Command-Line Browser Automation: A Practical Getting-Started Guide

Name: BrowserBash
Author: The Testing Academy

Command-line browser automation is the practice of driving a real browser from your terminal, with no IDE, no GUI recorder, and no point-and-click editor in the loop. You type an instruction, a browser opens, something happens, and you get a result you can act on. For years that meant writing Playwright or Puppeteer scripts full of CSS selectors and waitFor calls, then running them through a test runner. That approach still works and still has its place. But there is a newer path: describe what you want in plain English, let an AI agent figure out the clicks, and read a single exit code to know whether it worked. This guide walks you through that path end to end, from a clean install to your first headless run, using BrowserBash.

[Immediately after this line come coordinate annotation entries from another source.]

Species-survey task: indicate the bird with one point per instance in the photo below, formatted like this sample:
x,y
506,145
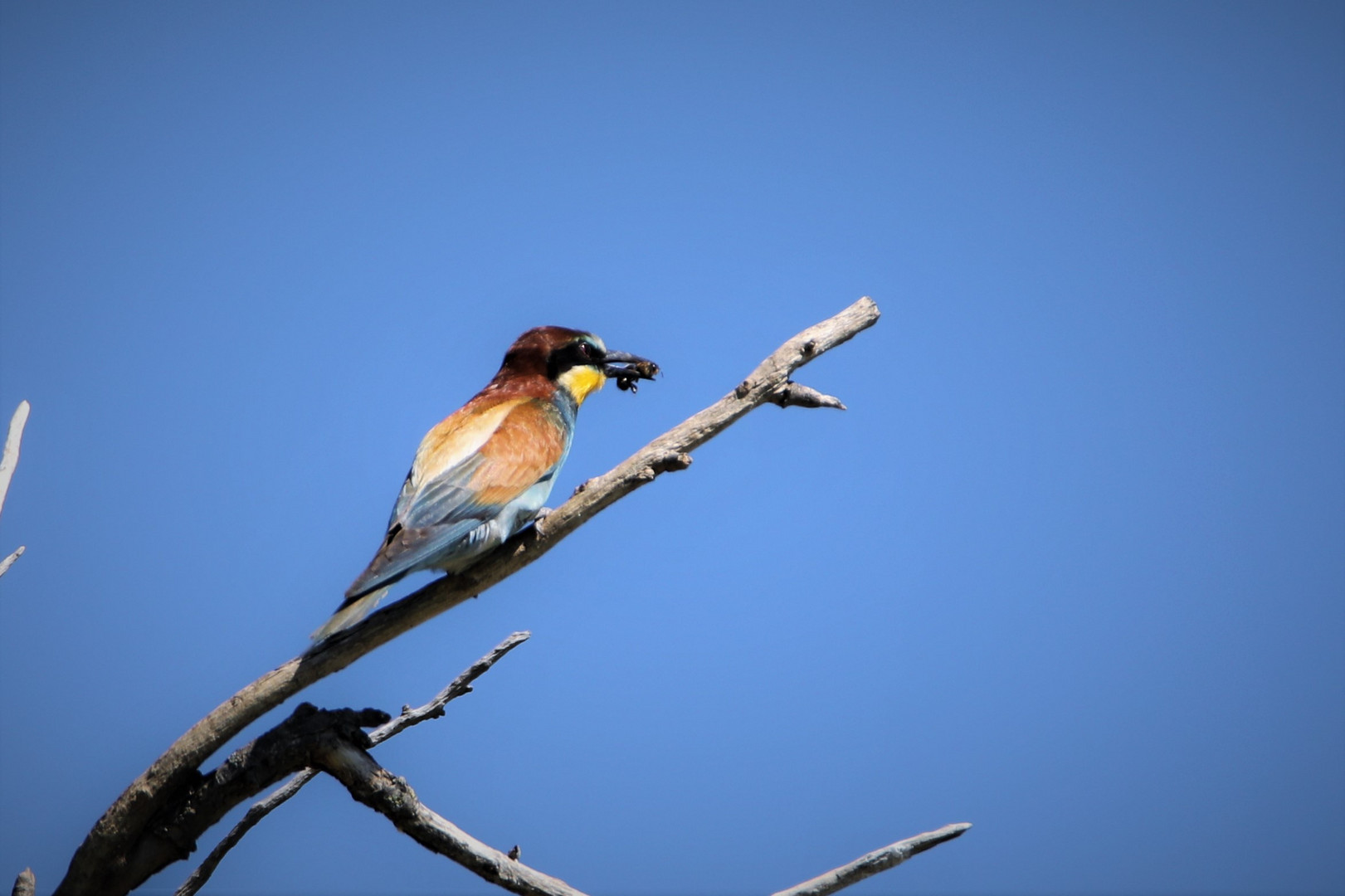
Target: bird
x,y
485,471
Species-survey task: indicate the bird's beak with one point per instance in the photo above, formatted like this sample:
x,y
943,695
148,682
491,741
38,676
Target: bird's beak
x,y
634,370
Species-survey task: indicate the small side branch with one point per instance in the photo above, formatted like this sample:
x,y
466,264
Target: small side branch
x,y
26,884
393,798
10,456
99,864
433,709
880,860
8,460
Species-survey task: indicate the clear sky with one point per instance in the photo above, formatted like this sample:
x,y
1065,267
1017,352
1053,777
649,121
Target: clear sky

I am going to keep this concrete. By the time you finish reading, you will have installed a CLI, written an objective in a sentence of English, run it against a real Chrome browser without a window, and understood exactly what the exit code is telling you. No selectors, no page objects, no framework scaffolding. If you have ever wanted a single terminal command that says "log in and confirm the dashboard loads" and answers pass or fail, this is the fastest way I know to get there.

What command-line browser automation actually means

Strip away the marketing and there are two separable ideas here. The first is "browser automation": some program drives a browser engine instead of a human, loading pages, clicking elements, filling forms, and reading the result. The second is "command-line": you trigger and observe all of that from a shell, which means it composes with everything else a shell can do — pipes, exit codes, environment variables, cron, CI runners, and shell scripts.

The combination matters more than either half alone. A GUI test recorder is fine when a person is sitting in front of it, but it does not slot into a Makefile or a GitHub Actions job. A library like Playwright slots into CI beautifully, but you have to write and maintain the code first. A command-line tool that takes an English objective sits in between: it is scriptable like a library and approachable like a recorder, without the code in the middle.

Here is the mental model to hold onto. In classic command-line browser automation, you are the one translating intent ("the user logs in") into mechanics ("type into #email, type into #password, click button[type=submit], wait for .dashboard"). With an AI agent driving the browser, you hand over the intent and the agent does the translation step by step, looking at the live page each time. You still run it from the terminal, you still get a deterministic exit code, but the brittle middle layer — the selectors — is gone.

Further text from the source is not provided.